This repository presents a comprehensive approach to emotion classification on text data labeled with six emotions:
- Sadness
- Joy
- Love
- Anger
- Fear
- Surprise
We explore and compare four deep learning architectures, each in its own notebook:
-
CNN (cnn.ipynb)
- Embedding layer, convolutional filters, and global max pooling
- Achieves around 90% accuracy (depending on hyperparameters)
-
LSTM (lstm.ipynb)
- Incorporates LSTM units to capture sequential text patterns
- Dropout for regularization and optional RMSprop/Adam optimizers
-
BiGRU (BiGRU.ipynb)
- Bidirectional GRU capturing context in both directions
- Approx. 94% accuracy with extensive preprocessing (emoji handling, chat word cleanup)
-
BERT (Bert.ipynb)
- Fine-tunes a pre-trained BERT model
- Often yields the highest accuracy (~97%) but requires more computational resources
The dataset is sourced from:
“Emotion dataset.” Kaggle: NIDULA ELGIRIYEWITHANA. https://www.kaggle.com/datasets/nelgiriyewithana/emotions (accessed Apr. 2, 2024).

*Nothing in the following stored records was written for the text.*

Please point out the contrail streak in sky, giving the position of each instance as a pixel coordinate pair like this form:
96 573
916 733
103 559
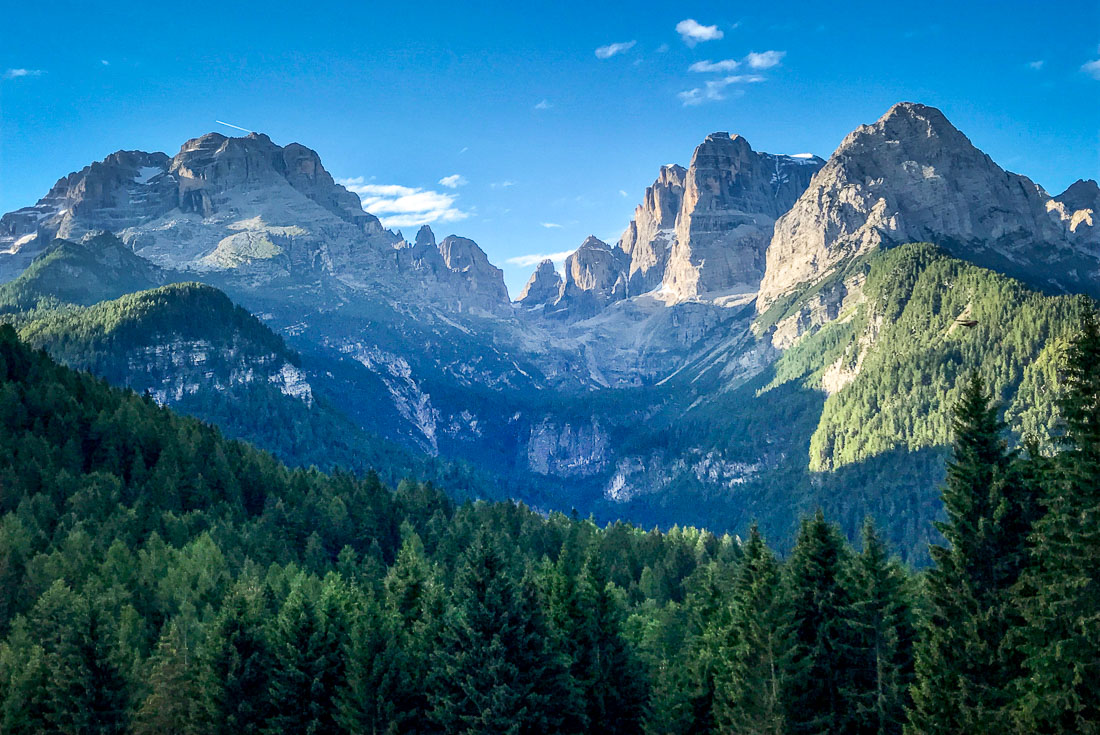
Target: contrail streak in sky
229 124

- Approximately 400,000 tweets labeled with one of the six emotions.
- Preprocessing includes tokenization, stopword removal, padding, and optional class balancing.
- Data Preprocessing: Includes removing emojis/chat words, balancing classes, tokenizing, and padding.
- Model Development: Each notebook details training setup, hyperparameters (batch size, learning rate, epochs), and the chosen optimizer.
- Evaluation Metrics: Accuracy, Precision, Recall, F1-score, Confusion Matrix, and sometimes ROC curves.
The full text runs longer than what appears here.